Capital in exchange for equity

Venture capital is an investment in a company in exchange for a share of ownership, influence, and/or future returns. Venture capital investments are often made in newly established incorporated companies with high potential and high risk that have a significant need for financing to reach the next level in the development of the company.



One advantage of venture capital is, of course, that you receive resources to invest in your company, providing conditions for faster development. If you carefully choose a venture capitalist, you can also gain new skills and contacts that can help you develop the company.



A disadvantage of bringing in an external investor is that you have reduced influence in your company since you are giving away shares. Venture capitalists often demand rapid growth, which typically comes with requirements for extensive and regular reporting on the development of the business.


You should also consider where the venture capital funds come from and ensure that the values of the company and your personal values align with those of the venture capitalist. This is crucial for the relationship to be long-term. If you have a values-driven company that strongly communicates its values, there are also risks in accepting capital from an investor whose values contradict yours.

Considerations before venture capital

What do you want?

It can be tempting to accept an investors proposal immediately just to get the business rolling and start making money or receiving a salary. Taking on venture capital is a lengthy process and not something you should rush – once you've accepted an investment, there's no turning back. Consider whether you truly want to give away a part of your company, if the timing is right, if the new owner is right, discuss with acquaintances, business coaches, or contact a professional advisor.


If you've decided to take on venture capital, wait as long as possible before doing so. Try to get profitability going, increase market presence, and thereby create opportunities for a higher company valuation and better negotiation leverage.


When contacting an investor, it's crucial to be well-prepared. To convince an investor to invest in you and your company, you must show that there is a market for your product/service (traction), that there is a sharp team that can execute, that there is sales competence, and that you are a leader with a significant skin in the game and has all the potential to develop the company to a long-term sustainable business.

Smart money

Many who take on venture capital solely focus on the amount of money entering the business and forget that the investor's expertise is equally valuable.

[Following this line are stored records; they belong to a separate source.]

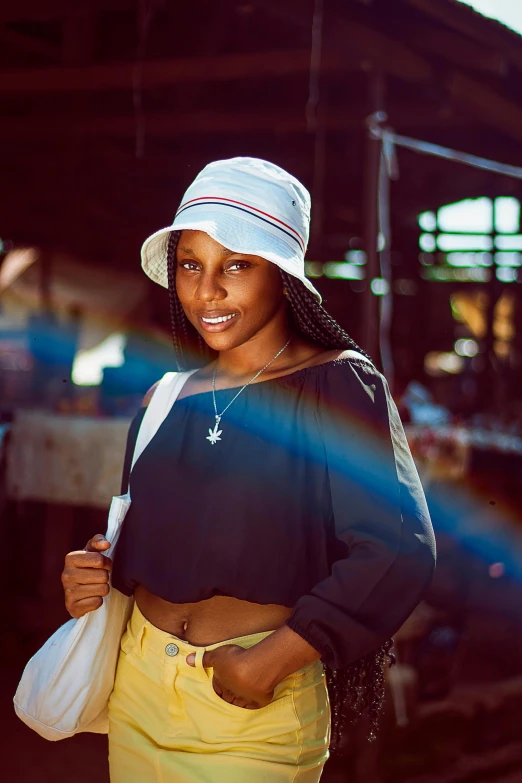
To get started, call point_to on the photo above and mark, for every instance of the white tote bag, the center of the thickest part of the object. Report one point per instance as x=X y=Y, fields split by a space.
x=66 y=685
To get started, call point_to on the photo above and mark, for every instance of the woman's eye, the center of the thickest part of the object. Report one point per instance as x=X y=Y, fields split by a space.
x=239 y=265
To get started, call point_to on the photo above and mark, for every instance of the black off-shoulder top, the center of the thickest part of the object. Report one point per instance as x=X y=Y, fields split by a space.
x=310 y=500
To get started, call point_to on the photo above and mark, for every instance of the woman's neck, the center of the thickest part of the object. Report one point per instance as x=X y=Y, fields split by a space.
x=236 y=368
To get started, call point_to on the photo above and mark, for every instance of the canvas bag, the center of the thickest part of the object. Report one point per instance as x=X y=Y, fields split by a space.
x=66 y=685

The network and the chemistry between you as individuals are also important to consider.

Company valuation

Company valuation is amongst the hardest things to achieve, especially in a startup. In an early stage it is not great to overvalue the business, and you should be aware of how much of the company is reasonable to give away. Consider that you will probably take in further rounds ahead and make sure that you as a founder do not loose to much of your shareholdes to early. Seek help and ensure that all legal aspects are handled correctly.

5 tips if you consider venture capital


1. Be well-prepared

Thoroughly consider your business goals, vision, capital needs, and how the funds will be utilized. Clearly articulate what you seek beyond capital.


2. Showcase your team

Highlight your team's key strengths and complementary skills. Convey why your team is essential for the company's success.


3. Demonstrate profitability

Focus on presenting your business model, revenue streams, and plans for achieving profitability. Provide realistic market size scenarios and break-even calculations.


4. Include sustainability

Highlight how your company contributes positively to global challenges, aligning with sustainability goals such as Agenda 2030.


5. Be aware of the challenges

Understand that obtaining external capital is a challenging process. Expect multiple presentations, rejections, and continue refining your pitch based on feedback. Rejections do not necessarily reflect a flawed business idea, but rather a mismatch with the investor or timing. Use feedback for improvement and approach other investors.